If you want to be a top dress designer today, you have to go to a great fashion school, and NYC offers two of the world's best fashion schools: FIT and Parsons.
Fashion students today at FIT, which is located at 27th and 7th Avenue in NYC, have a much easier student life than my fashion design class of 1964 at Parsons.
In the '60s, Parsons was in a converted garage on East 54th Street, and it was certainly visually unfriendly with small crowded rooms, non-existent outdoor spaces and one large, ugly grey elevator.

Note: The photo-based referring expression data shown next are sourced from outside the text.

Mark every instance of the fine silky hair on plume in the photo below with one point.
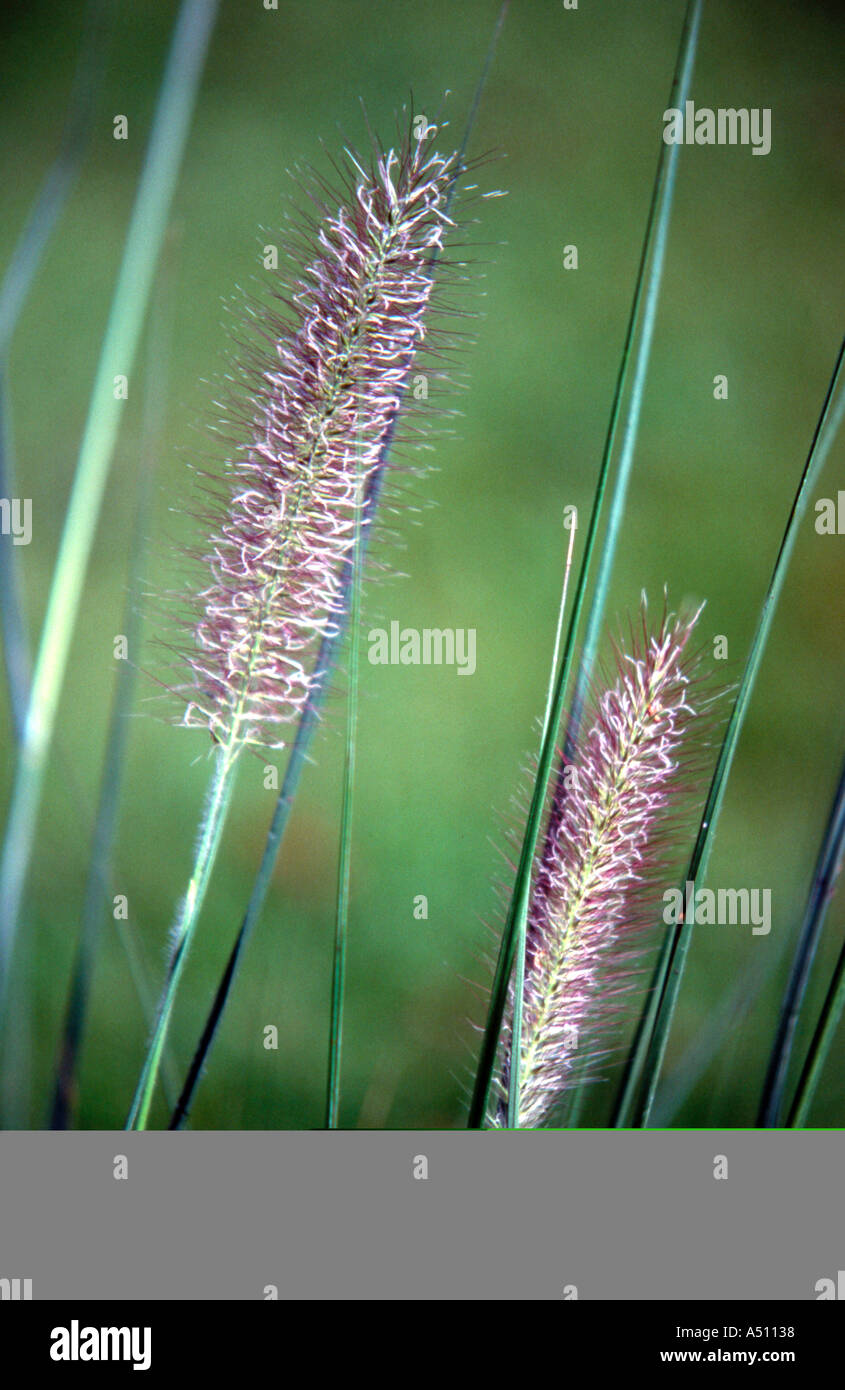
(610, 827)
(327, 385)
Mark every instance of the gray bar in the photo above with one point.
(501, 1215)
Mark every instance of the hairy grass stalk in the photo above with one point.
(323, 667)
(649, 273)
(317, 407)
(605, 852)
(646, 1059)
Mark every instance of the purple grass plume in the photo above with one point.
(323, 395)
(605, 854)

Today, both fashion colleges have gorgeous large campuses and classrooms near 7th Avenue, with all the garment center supplies stores within reach. FIT, where I am now a critic (this year I gave out the Adrian award), has restaurants, galleries, courtyards and an auditorium where designers like myself can lecture hundreds of students on a huge stage. We can even present our own films on a large screen with all the proper accoutrements of the great city universities.
My 30-some students, who are in their early 20s, hail from all over the world. The central courtyard at lunch looks like the beautiful people at the United Nations Plaza.

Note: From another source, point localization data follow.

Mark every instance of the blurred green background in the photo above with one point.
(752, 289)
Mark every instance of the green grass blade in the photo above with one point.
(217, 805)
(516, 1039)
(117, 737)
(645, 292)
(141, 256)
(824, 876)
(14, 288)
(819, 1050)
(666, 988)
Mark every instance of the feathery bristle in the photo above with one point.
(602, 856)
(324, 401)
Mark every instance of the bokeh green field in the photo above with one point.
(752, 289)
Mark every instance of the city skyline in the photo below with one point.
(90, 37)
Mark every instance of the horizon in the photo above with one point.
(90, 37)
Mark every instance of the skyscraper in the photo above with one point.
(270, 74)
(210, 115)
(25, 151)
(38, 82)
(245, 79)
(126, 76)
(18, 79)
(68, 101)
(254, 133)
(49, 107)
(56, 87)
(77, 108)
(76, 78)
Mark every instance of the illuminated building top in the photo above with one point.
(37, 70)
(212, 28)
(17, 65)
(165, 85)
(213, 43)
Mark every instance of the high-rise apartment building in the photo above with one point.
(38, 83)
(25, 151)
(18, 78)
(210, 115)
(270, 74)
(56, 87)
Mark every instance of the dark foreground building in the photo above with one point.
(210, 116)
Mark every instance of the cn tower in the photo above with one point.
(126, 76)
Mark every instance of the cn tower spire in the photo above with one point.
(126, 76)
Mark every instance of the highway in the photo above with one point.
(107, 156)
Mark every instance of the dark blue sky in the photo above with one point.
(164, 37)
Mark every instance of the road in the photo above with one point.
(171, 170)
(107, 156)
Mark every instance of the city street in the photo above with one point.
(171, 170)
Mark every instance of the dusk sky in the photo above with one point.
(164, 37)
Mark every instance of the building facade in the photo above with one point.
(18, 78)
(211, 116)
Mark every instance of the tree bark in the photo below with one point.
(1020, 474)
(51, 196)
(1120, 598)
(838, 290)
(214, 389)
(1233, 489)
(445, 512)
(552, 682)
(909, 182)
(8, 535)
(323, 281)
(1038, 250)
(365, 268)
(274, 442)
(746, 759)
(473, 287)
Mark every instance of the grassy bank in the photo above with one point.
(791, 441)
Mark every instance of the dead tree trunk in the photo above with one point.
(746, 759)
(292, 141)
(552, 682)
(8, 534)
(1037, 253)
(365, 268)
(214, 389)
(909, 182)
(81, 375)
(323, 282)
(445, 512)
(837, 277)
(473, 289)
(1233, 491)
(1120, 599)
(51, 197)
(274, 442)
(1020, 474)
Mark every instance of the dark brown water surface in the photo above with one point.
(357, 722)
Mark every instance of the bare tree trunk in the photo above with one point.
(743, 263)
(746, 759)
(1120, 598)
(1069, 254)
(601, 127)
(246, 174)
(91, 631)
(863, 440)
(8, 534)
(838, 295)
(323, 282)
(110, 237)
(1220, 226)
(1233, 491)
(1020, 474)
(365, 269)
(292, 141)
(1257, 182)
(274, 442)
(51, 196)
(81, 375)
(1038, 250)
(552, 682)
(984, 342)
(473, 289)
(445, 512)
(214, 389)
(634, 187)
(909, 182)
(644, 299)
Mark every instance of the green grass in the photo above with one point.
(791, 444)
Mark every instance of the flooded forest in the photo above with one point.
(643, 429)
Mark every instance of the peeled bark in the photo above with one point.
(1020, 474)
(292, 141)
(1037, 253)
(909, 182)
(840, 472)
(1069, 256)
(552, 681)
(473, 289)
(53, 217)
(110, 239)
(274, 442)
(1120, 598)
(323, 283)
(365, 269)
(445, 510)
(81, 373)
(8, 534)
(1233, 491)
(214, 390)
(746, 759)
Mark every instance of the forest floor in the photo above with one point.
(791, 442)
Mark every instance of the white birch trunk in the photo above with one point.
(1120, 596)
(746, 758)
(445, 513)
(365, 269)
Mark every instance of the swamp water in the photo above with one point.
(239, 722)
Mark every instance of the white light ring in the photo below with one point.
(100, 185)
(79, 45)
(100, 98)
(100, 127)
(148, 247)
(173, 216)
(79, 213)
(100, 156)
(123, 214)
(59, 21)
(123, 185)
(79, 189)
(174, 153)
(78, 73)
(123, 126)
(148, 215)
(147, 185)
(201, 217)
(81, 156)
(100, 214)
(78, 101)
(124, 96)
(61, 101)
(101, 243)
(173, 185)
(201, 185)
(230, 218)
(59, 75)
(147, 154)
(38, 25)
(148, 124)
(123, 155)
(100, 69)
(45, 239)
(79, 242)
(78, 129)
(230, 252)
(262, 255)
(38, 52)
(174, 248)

Each student is highly motivated, as they are the most talented young artists of their individual countries, coming to NY to learn not just how to draw, drape or sew, but how to learn to compete, which is the underlying basis of the fashion world. Designers must learn to beat out the competition, not just for awards, but for the optimum fashion goal which is to outsell the competition.

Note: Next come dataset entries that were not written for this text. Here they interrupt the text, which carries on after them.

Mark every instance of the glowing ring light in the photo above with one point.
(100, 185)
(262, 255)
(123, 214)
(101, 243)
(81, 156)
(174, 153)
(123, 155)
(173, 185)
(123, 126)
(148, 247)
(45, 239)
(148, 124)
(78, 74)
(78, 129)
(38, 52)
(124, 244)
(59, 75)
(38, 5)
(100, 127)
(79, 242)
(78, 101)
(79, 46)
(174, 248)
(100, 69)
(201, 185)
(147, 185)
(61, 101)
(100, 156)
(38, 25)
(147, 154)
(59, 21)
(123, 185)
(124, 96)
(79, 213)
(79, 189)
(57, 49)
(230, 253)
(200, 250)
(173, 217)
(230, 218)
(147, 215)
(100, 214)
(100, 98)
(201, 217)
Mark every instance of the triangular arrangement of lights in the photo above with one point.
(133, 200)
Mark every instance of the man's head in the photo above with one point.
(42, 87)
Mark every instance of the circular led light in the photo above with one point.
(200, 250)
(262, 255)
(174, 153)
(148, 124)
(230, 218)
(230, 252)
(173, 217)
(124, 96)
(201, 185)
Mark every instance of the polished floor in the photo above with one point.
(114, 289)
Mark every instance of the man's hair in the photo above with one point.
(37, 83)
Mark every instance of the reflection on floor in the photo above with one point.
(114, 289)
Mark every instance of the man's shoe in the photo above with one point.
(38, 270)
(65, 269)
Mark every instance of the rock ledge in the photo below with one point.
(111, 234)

Following the beautiful blonde down 27th St., to FIT.
Photo credit: Vicky Tiel
Just walking to FIT is a designer's delight. I followed a bare-backed blonde down 27th Street, and later that day I went out to buy a blue plaid shirt to cut open for myself.
I loved her wearing this great new idea on the first day of school in late August with the see-through beige lace skirt and matching blue slippers. (If we dressed like this in 1962 we would have been thrown out.)
I got in major trouble at Parsons in the fall of 1962 for wearing the first minidresses seen in NYC, then only four inches above my knees, and I was called into the dean's office and given a warning. I refused, however, to lengthen my skirts, and actually joined forces with Mia Fonssagrives, who also began to wear short skirts, and then there were two of us flashing bare thighs. And, as her stepfather was Irving Penn at Vogue, the Parsons leaders sighed and gave up.
The miniskirt launched our careers, and within two years we were photographed in Life magazine for bringing the mini in Paris couture. We still claim creation of the mini in NY in 1962, and Mary Quant has actually given up ownership of the first mini, saying today that it came from the street. Yes, it came from two fashion students on the street who were always onto the next new thing.
The beautiful student man in the FIT courtyard in his new look.
Photo credit: Vicky Tiel
When I teach students, I tell them they must always wear their own clothes everywhere they go, even out grocery shopping, and promote their art and themselves as a package. At FIT, the men as well as women students adopt an individual style. Designer Thom Browne changed menswear with the shrunken suit he himself wore at his shop.
The teacher, Barbara Arata-Gavere, is a designer and is married to painter Frank Gavere. We had to select dresses that were inspired by Adrian and Hollywood, that were also new and wearable today! I insist on creating wearable, salable fashions. Artists can create to create, designers must sell something, and lots of something.
I picked Nelly Guinand's dress and plastic see-through coat, not realizing that she was also a great natural beauty, which does not hurt in the fashion world. There are exceptions, Coco Chanel created her beauty with extraordinary creative new style. Pauline Trigère, Elsa Schiaparelli and Edith Head each created a signature look that, like Sonia Rykiel's big head of red hair or Emmanuelle Khanh's oversized white sunglasses, screamed "I am here" when they walked into a room. The fashion world knew them by sight.
I've been asked by friends in the industry why I did not become a critic at my old school, Parsons, and the answer is quite simple, they did not ask me! George Simonton, the famous designer and illustrious professor at FIT asked me to lecture at his school when he heard I was spending time in New York. I have witnessed his classes and his students love him, and I try to also follow in his footsteps on TV as he is on QVC and I am now on HSN. George believes that TV designer dress sales will be growing even stronger in the future.
The world of fashion constantly evolves, and yet one thing remains the same -- talent is easily spotted, and with lots of hard work the industry welcomes the young and the hungry.
But it doesn't end there, besides the hard work you have to want being a designer more than anything... just ask my husband!